As technology continues to evolve, so too does the infrastructure that supports it. Jon Barker, Technical Manager, Chatsworth Products (CPI), talks us through the new demands on modern data centres and explains how CPI solutions are helping organisations to meet these requirements.
How and why has the demand on data centres changed?
In the past, the core principle of a data centre was to store, process and share data centrally. More recently however, there has been a shift towards a more flexible and decentralised approach to data centre solutions, as organisations aim to support their business operations more cost effectively.
The demand on data centres continues to change as shared space becomes the new normal and more organisations adopt cloud services as part of their IT operational strategy. Data centres play an integral role in the migration towards hybrid environments as multi-cloud solutions continue to grow year-on-year.
With it, the services provided by data centres need to be flexible and adaptable. The sheer growth in data collected is also driving huge capacity requirements and this will only increase as the development and adoption of the Internet of Things (IoT) continues through many market sectors.
What is the impact of this change on infrastructure management?
The complexity of hybrid and multi-cloud environments presents many challenges in securing and managing the resulting infrastructures. In many cases, this complexity can no longer be managed by existing manual processes but instead will be addressed with the adoption of automated management tools, with emerging AI-driven cloud service technologies also becoming more prevalent.
Why do organisations need to ensure their data centre can support emerging technologies and how do you support them with this?

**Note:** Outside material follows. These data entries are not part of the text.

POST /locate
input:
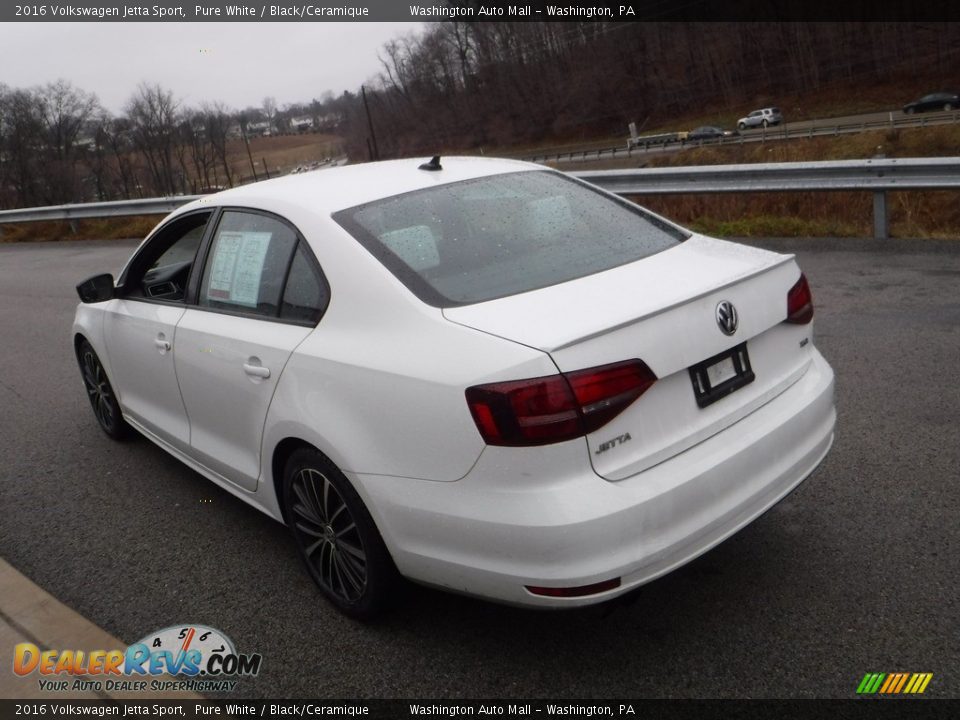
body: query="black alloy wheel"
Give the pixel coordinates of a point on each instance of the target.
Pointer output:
(102, 398)
(336, 537)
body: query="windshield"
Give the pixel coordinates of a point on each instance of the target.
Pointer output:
(496, 236)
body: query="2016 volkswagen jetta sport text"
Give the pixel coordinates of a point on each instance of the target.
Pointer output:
(481, 375)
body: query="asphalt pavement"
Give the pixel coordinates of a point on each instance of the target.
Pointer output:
(855, 572)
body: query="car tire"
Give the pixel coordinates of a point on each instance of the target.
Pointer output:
(336, 537)
(100, 392)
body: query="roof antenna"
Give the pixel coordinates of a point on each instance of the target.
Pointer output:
(433, 165)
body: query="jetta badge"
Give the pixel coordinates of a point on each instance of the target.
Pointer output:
(727, 317)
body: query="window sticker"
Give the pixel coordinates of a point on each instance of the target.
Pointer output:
(238, 266)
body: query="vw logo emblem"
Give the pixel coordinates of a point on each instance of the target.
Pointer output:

An increasing number of organisations no longer own their own data centres or at least a part of the data centre resource they utilise is a third-party owned multi-tenant data centre (MTDC). Therefore, ensuring that they have access to the facilities and services that can support the emerging needs of their business is an important consideration.
Chatsworth Products (CPI) designs and manufactures infrastructure solutions that protect and power the technology investment of our customers and the service providers who support them.

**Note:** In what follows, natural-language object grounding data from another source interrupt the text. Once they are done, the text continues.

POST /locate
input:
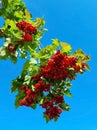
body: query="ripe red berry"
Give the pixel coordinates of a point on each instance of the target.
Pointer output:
(11, 48)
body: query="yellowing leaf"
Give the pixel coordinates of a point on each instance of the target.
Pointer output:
(65, 47)
(27, 14)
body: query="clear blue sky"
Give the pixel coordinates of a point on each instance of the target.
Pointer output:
(73, 21)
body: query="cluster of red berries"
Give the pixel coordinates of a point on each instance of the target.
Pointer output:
(29, 96)
(41, 86)
(28, 30)
(53, 111)
(11, 48)
(58, 67)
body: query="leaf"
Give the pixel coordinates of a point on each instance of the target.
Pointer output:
(47, 118)
(18, 14)
(33, 106)
(87, 67)
(5, 3)
(56, 118)
(86, 58)
(65, 47)
(56, 42)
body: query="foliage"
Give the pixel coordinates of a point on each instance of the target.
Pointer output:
(47, 73)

Whether in a traditional on-premise data centre or in an Edge compute environment, CPI provides products that can be rapidly deployed and easily adapted to secure and power IT equipment. CPI products also support efficient airflow management solutions that help to reduce costs associated with cooling IT equipment.
How does an integrated solution help simplify white space management?
An integrated hardware solution ensures compatibility between products and can significantly reduce the cost of deployment. Arguably, the most effective integrated solution for white space management is a cabinet-contained hot aisle, where a Vertical Exhaust Duct (VED) allows the hot exhaust air to return through a ceiling plenum to the CRAC unit.
A cabinet contained solution, particularly in an environment where complete aisles will not be built out on day one offers a cost effective and flexible solution that negates the need for additional containment, be it roof, wall or door systems.
Additionally, a cabinet-contained solution offers the potential to cool up to 30kW of IT load passively, which well exceeds most standard compute and storage applications.
Are there any key regional trends you are seeing when it comes to data centre requirements?
Sustainability will be the name of the game. Legislation is expected to come into effect that will require data centre owners and operators to fulfil a green energy quota.
As data centres continue to grow, we see increased demands on local power grids that can cause issues further down the road – this was acutely noted in the Netherlands where all data centre builds were stopped in Amsterdam and Haarlemmermeer because the proper green energy quotas weren’t being met.
How can organisations ensure their data centres are future proof?
Investing in infrastructure hardware that allows for the most flexible and adaptable environment for changes in physical space demands, power loading and cooling requirements would be part of a solid approach to future proofing.
The hardware that secures, protects, powers and cools racks, cable management and power distribution units (PDUs) can be among the most disruptive to change in an operational data centre and yet a relatively small part of the overall day one budget.